- Born: March 25, 1924 Oslo, Norway
- Died: August 13, 1982 (aged 58)
- Occupations: Jazz musician, band leader

= Frank Cook (Norwegian musician) =

Frank Robert Cook (March 25, 1924 – August 13, 1982) was a Norwegian jazz musician and band leader.

Cook was born in Oslo, the son of Axel Brynjulf Christensen Cook (1886–1927) and Ingeborg Alma Cook (née Isaksen, 1888–1982).
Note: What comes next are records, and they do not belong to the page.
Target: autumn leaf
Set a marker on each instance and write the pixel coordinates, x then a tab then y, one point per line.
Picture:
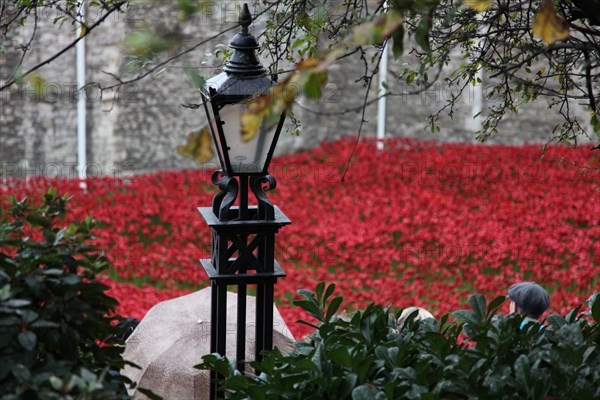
478	5
548	25
198	146
264	111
He was known for his performances in the 1950s with Nora Brockstedt, Per Asplin, Lillian Harriet, and Frank Ottersen, in Rowland Greenberg's quintets and the Carsten Klouman Trio, as well as in his own ensemble, Frank Cook's Orkester, where he played bass together with vocalists such as Anders Saus and Per Müller.
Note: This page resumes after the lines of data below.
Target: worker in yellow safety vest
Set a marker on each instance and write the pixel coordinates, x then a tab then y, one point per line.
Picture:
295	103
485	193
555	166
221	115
Cook made recordings with Sverre Cornelius Lund and Arnstein Johansen in the 1960s, and he appeared on NRK with Kjell Halvorsen (piano) and Bjørn Krokfoss (drums) from 1967 onward. He wrote the film score for Gylne ungdom (1956) and contributed to the volume Toner fra tigerstaden: musikk, mennesker og miljø fra Oslos revyliv 1905–78 (Tones from Tiger Town: Music, People, and the Ambiance of Oslo's Cabaret Life, 1905–78; Fabritius, 1979). His band participated in recordings with artists such as Britt Langlie, Wenche Myhre, and Jan Høiland, and it was a fixture in the early episodes of Roald Øyen's television program Bit for bit, bilde for bilde.

Frank Cook is buried at Vestre Gravlund in Oslo. Frank was the brother of the singer and actress Ingeborg Cook.